After settling in Israel, Kahanoff began publishing essays in magazines, but she was overlooked by the hegemonic mainstream publishing world. She wrote mostly in English and French, and most of her work was translated into Hebrew.

It was not until famed poet and translator Aharon Amir began publishing her essays in his quarterly literary magazine Keshet that Kahanoff’s writing gained wider attention. Amir was part of the Canaanites, an ideological and cultural group founded in 1939 whose members considered themselves Hebrews, connecting with the ancient land of Israel rather than Judaism. He saw Kahanoff’s cosmopolitism as a breath of fresh air; it was, he wrote, open and original, not yearning to be sanctioned by the establishment or ramming ideology down readers’ throats but offering new possibilities.

Kahanoff soon became a fixture in Israel’s intellectual milieu — establishing a literary salon in her Bat Yam apartment, hosting a French-language radio show, lecturing at schools and universities, and becoming a member of the Israeli Broadcasting Association.

In 1963, Kahanoff edited and wrote the introduction to an anthology, “Modern African Writing,” which presented the emerging voices of contemporary African poetry and prose to an Israeli readership. In 1972, she published a series of articles on contemporary Japanese literature in the literary supplement to the newspaper Davar.

In her work, Kahanoff offers a sensitive description of the relationships between Mizrahi and Ashkenazi Jews and between Jews and Arabs. But her real strength comes from depicting the possibility of a new space: that of Levantine hybridity. Her response to provincialism and ethnic nationalism in Israel was to formulate an embodied synthesis of cultures.

Kahanoff examined the Jewish-Arab conflict and pointed at the flaws of the pervasive Israeli ideology. Zionist ideology, she wrote, “has not been able to relate itself to the history of this region or to the people who have lived here from earliest antiquity.”

The conflict, she added, was widely analyzed through Western imperial thought without regard to the rupture the founding of Israel caused in the Muslim Arab world. If Jews want peace with their neighbors, she believed, they must lose their “villa in a jungle” school of thought and realize their place in the region.

One reason for Kahanoff’s growing popularity is that she articulated one of the key dimensions of the Mizrahi left movement in Israel. “As a group who comes from Arab countries and whose members sometimes define themselves as Arab-Jews, they feel particularly apt at making peace and living in symbiosis with Arabs,” French-Israeli sociologist Eva Illouz said.

Kahanoff also wrote about the place of women, decrying Islamic society as patriarchal and Zionist society as chauvinistic and militaristic.

Her first full essay collection in Hebrew, “Mizrah Shemesh” (“From East the Sun”), was published in 1978. In the introduction, Amir presented her as the visionary of the generation of Levantines at its best.

As Kahanoff’s fame grew, she became estranged from her husband. He secured a divorce in rabbinical court, declaring that Kahanoff was a “rebellious woman” who was therefore not entitled to anything.

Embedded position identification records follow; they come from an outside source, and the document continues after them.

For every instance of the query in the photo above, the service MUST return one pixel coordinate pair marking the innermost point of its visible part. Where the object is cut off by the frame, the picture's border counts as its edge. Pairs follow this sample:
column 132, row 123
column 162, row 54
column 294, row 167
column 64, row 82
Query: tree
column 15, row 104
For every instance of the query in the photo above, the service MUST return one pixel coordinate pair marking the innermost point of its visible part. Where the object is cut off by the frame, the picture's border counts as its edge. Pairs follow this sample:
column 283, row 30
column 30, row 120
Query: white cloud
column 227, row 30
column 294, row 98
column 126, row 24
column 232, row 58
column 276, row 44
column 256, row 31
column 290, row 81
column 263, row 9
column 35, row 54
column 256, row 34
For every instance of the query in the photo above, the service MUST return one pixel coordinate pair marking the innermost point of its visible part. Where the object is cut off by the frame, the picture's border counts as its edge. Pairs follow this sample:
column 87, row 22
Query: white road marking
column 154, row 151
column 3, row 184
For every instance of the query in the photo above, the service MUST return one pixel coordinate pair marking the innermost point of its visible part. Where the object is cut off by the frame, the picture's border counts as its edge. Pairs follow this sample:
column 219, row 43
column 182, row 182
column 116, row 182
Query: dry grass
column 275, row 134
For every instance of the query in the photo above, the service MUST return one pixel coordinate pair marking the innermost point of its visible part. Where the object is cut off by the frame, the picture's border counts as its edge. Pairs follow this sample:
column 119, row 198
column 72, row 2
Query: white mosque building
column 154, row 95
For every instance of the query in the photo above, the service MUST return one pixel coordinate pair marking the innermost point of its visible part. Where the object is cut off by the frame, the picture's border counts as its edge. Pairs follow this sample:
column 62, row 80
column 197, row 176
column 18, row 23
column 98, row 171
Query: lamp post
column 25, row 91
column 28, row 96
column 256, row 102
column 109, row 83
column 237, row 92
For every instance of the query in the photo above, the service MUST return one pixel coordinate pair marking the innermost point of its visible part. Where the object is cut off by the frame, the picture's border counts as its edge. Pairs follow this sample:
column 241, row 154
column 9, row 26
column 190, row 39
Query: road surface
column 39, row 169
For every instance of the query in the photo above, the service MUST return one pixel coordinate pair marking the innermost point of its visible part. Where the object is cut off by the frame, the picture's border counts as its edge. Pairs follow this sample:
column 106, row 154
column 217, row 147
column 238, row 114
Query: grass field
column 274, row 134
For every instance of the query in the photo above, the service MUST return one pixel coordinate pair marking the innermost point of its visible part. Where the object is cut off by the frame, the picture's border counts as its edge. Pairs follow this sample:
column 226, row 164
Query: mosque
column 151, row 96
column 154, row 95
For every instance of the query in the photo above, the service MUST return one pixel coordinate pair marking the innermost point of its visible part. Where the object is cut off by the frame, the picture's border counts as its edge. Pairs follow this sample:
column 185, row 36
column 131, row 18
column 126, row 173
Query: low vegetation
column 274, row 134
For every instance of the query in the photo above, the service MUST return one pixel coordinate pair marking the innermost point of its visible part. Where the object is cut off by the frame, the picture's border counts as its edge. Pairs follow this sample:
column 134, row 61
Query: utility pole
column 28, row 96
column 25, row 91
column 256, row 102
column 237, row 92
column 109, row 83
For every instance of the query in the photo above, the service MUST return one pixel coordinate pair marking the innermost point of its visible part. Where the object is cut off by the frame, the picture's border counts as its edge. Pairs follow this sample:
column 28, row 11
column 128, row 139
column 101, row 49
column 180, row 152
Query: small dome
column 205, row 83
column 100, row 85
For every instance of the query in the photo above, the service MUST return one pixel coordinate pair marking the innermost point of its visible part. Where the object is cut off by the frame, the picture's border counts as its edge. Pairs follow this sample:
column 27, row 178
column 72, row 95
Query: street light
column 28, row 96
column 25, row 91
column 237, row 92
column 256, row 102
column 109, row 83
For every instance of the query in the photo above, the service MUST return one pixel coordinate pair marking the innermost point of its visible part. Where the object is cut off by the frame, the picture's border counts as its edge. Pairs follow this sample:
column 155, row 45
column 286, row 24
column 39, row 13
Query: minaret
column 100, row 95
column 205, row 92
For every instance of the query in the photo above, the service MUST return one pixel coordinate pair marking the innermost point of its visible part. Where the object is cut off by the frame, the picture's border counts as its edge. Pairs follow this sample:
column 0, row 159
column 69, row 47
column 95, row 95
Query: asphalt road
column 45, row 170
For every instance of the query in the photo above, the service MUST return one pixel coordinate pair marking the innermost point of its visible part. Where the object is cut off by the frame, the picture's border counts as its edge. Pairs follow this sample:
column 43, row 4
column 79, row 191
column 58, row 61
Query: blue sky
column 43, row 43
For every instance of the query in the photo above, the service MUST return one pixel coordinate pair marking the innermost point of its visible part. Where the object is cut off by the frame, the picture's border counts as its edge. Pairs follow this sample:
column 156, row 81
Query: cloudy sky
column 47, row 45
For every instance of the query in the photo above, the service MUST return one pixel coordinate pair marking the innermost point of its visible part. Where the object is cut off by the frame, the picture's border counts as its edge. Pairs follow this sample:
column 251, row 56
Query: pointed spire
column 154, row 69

Soon after, Kahanoff learned that she had breast cancer. For women’s magazine At, she wrote “Illness Diary,” which chronicled her treatment, her loneliness and her affirmation of life in the face of her deteriorating condition.

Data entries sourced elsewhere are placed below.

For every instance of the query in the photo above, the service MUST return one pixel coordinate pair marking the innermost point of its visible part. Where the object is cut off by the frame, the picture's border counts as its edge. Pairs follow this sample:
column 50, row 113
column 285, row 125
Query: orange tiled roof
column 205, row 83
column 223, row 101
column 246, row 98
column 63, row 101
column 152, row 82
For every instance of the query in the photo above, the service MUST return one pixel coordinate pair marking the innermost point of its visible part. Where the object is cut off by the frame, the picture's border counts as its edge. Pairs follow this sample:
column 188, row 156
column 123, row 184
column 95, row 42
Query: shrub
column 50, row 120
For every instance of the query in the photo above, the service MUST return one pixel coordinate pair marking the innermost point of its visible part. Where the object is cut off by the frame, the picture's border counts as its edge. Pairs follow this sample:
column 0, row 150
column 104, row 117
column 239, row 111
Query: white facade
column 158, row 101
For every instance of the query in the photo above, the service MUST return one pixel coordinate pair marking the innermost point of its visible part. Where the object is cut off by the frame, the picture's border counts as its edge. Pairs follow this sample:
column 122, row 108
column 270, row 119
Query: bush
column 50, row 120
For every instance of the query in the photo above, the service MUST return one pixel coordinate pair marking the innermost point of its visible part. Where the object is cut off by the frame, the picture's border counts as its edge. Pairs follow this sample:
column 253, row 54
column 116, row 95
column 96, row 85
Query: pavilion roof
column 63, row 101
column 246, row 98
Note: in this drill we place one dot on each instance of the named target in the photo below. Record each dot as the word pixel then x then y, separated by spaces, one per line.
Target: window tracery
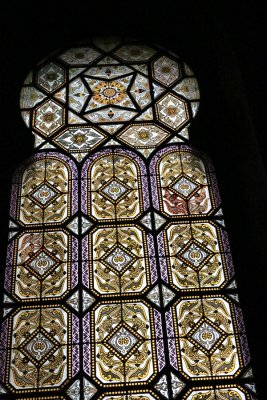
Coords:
pixel 119 281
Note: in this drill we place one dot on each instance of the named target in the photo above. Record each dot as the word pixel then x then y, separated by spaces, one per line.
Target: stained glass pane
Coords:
pixel 119 281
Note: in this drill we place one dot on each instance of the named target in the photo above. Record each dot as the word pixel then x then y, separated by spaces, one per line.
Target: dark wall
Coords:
pixel 223 46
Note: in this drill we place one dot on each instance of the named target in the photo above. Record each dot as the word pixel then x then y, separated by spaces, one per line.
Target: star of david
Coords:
pixel 184 186
pixel 42 262
pixel 38 347
pixel 123 341
pixel 114 190
pixel 44 194
pixel 118 259
pixel 194 254
pixel 207 336
pixel 111 92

Kahanoff died of cancer Oct. 24, 1979. She was 62. Since then, her work and worldview have gained increasing popularity in Israel and abroad, and her ideas have become central to the growing Mizrahi and feminist discourse in Israel.

In all her essays, Kahanoff looked for a place to call home, where her polyphonic identity would find peace and where the East and the West would have a fertile conversation.

“More than anything, I dream of the day where kids will sit at the shade of a tree, like Kadria and me,” she wrote, referring to her childhood best friend, a Muslim girl, “and will talk about all those big and terrible things that happened before they were born, not in order to forget, but to make reconcile and forgive.”